In the PhyloGibbs program [22], there were a total of 21 TF data sets in the "Not-recovered" list where we could compare our results and in those cases, both programs made 16 correct predictions, although not always for the same TF motif (Table 4, Additional File 1: Supporting Table 2). In comparison to the method of Tree Gibbs Sampler [17, 23], which was applied to a subset of the 15 "Not-recovered" TFs, c-REDUCE with 1 MM/S made more correct predictions and less false positive predictions (Table 4, Additional File 1: Supporting Table 3). Finally, for Converge and PhyloCon [21] results for almost all of the "Not-recovered" cases were reported in their "Additional File 2". c-REDUCE was able to correctly predict ~65% of the motifs, while PhyloCon and Converge predicted ~26% and ~41% respectively (Table 4, Additional File 1: Supporting Table 4). Only when their predictions were combined did these two programs have more similar accuracy to c-REDUCE.
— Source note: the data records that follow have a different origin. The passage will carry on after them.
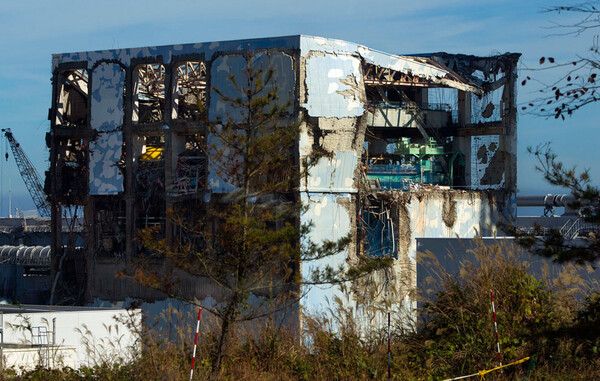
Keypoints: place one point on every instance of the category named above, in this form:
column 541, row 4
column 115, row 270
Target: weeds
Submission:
column 537, row 316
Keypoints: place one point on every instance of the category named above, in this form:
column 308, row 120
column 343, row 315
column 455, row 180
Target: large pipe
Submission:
column 548, row 200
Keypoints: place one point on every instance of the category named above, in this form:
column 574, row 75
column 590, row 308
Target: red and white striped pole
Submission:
column 195, row 343
column 496, row 329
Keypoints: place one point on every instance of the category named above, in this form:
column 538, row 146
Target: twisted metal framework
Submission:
column 29, row 175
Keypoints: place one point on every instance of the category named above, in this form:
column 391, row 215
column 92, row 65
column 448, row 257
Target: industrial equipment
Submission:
column 29, row 175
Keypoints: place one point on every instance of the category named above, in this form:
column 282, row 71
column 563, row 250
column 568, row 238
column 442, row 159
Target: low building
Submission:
column 57, row 336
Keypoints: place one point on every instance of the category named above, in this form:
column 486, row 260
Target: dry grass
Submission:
column 539, row 318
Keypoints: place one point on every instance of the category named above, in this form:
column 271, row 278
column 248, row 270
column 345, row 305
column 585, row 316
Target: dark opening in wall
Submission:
column 72, row 98
column 148, row 93
column 109, row 225
column 189, row 92
column 150, row 180
column 190, row 169
column 73, row 180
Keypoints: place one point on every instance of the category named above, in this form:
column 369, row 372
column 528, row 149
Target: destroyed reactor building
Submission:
column 419, row 146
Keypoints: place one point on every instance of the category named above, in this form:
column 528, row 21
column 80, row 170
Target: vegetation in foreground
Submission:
column 555, row 321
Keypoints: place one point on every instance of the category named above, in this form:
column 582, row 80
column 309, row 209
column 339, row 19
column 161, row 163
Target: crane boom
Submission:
column 29, row 175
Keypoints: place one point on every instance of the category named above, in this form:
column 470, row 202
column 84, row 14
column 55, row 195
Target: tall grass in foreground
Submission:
column 554, row 318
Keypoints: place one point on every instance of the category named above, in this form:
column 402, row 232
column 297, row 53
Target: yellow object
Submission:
column 482, row 373
column 152, row 153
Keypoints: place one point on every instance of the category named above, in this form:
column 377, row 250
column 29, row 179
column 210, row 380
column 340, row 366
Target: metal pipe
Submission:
column 548, row 200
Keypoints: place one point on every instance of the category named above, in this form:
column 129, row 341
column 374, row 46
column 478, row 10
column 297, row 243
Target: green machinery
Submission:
column 421, row 163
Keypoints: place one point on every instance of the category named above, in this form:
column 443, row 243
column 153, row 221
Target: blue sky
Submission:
column 33, row 30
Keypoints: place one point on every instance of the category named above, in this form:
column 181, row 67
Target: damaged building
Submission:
column 417, row 146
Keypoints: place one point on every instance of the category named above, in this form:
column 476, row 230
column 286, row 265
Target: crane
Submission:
column 29, row 175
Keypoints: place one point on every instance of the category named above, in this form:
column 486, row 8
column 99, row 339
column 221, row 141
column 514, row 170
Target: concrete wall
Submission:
column 93, row 333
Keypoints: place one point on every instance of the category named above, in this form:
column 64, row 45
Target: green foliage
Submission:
column 247, row 241
column 455, row 338
column 586, row 249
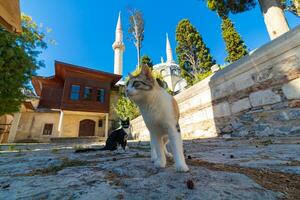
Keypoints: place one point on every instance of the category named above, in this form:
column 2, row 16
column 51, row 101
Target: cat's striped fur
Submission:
column 161, row 114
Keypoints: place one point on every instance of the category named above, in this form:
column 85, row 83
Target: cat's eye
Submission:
column 136, row 84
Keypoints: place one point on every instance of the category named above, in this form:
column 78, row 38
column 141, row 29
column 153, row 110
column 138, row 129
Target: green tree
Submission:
column 272, row 11
column 235, row 46
column 18, row 62
column 292, row 6
column 125, row 108
column 146, row 60
column 193, row 56
column 136, row 30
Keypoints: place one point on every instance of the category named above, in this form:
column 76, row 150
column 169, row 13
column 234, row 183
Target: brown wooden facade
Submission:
column 55, row 92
Table 4 Summary of comparisons of c-REDUCE (1 MM/S) with other programs on 37 "not-recovered" cases.

There are some caveats regarding the comparisons between methods. We use reported successes by the authors since motif predictions were not always provided and the evaluation criteria, typically for predicted position weight matrices, were usually quite different from those for the c-REDUCE oligo predictions. For Tree Gibbs Sampler [17, 23], we could make a more direct comparison because the authors provided all consensus motifs for their predictions and their reported evaluation criteria could be used to compare the c-REDUCE oligos with the known motif. However, the Tree Gibbs Sampler evaluation may be at a disadvantage to c-REDUCE because degenerate symbols were not used to construct their consensus motifs. Because of this, the Tree Gibbs Sampler incorrect predictions were manually checked with a more relaxed criteria allowing for more mismatches, but the results in Table 4 did not change.

Application to insect data

To investigate the performance of c-REDUCE on more diverse species, we applied our method to insect data. To predict the binding site motif for the Drosophila (fruit fly) transcription factor Dorsal, we applied c-REDUCE to data from a microarray study on Dorsal targets [24] and 5 kilobase upstream sequences from four insect species (See Methods). Dorsal is important for the initiation of tissue differentiation in the early embryo and many of its target genes are sequence-specific transcription factors. The experiment in [24] determined genome-wide expression levels comparing mutant embryos that contain no Dorsal protein (none) or uniformly high levels (high) or low levels (low) of Dorsal throughout the embryo. Known Dorsal binding sites are represented by the consensus sequences GGGWWWWCCM or GGGWDWWWCCM [25]. Table 5 summarizes the results of running c-REDUCE on the Dorsal data. For all three comparisons (high vs. none, high vs. low, low vs. none) the top predicted oligo matched the consensus Dorsal binding sites using exact matches. REDUCE, without the conservation information, was unable to predict this binding site, although it did predict the motif ACCCC for high vs. none (-log10 p-value = 3.15) and high vs. none (-log10 p-value = 4.71) but it is not an exact match to the known motif.

Table 5 c-REDUCE results on Dorsal expression study.

Discussion

c-REDUCE is a straightforward adaptation of the REDUCE software. It uses the same algorithm but requires consensus sequences from multi-species alignments and an initial enumeration of oligos to remove those that have more than two degenerate symbols from the search process. Because it takes advantage of the speed in REDUCE, it is well suited for searching long sequences. In contrast, programs such as Tree Gibbs Sampler have been limited to testing at most 1 kilobase regions. Recently, sequence conservation data was used to enhance MatrixREDUCE [7, 26], an adaptation of the REDUCE algorithm, but not for the purpose of de novo motif finding, which is the focus here.

c-REDUCE in its current form has some limitations. Some transcription factors motifs were not predicted by c-REDUCE, possibly due to dimer patterns that are not well characterized by this method, weak evidence for this motif in the literature, or low quality of the genome-wide location data. c-REDUCE is not well suited for finding very degenerate motifs; we only allow 2 degenerate symbols total. It is also not well suited for searching very long motifs (> 10 base pairs) because of the small sample size associated with matches to the longer motifs. c-REDUCE also has some limitations in particular for higher eukaryotes. It requires global alignments of the sequences, expects aligned binding sites within the global alignment, and does not explicitly model cis-regulatory modules. Despite these limitations, it was successfully applied to a difficult insect data set.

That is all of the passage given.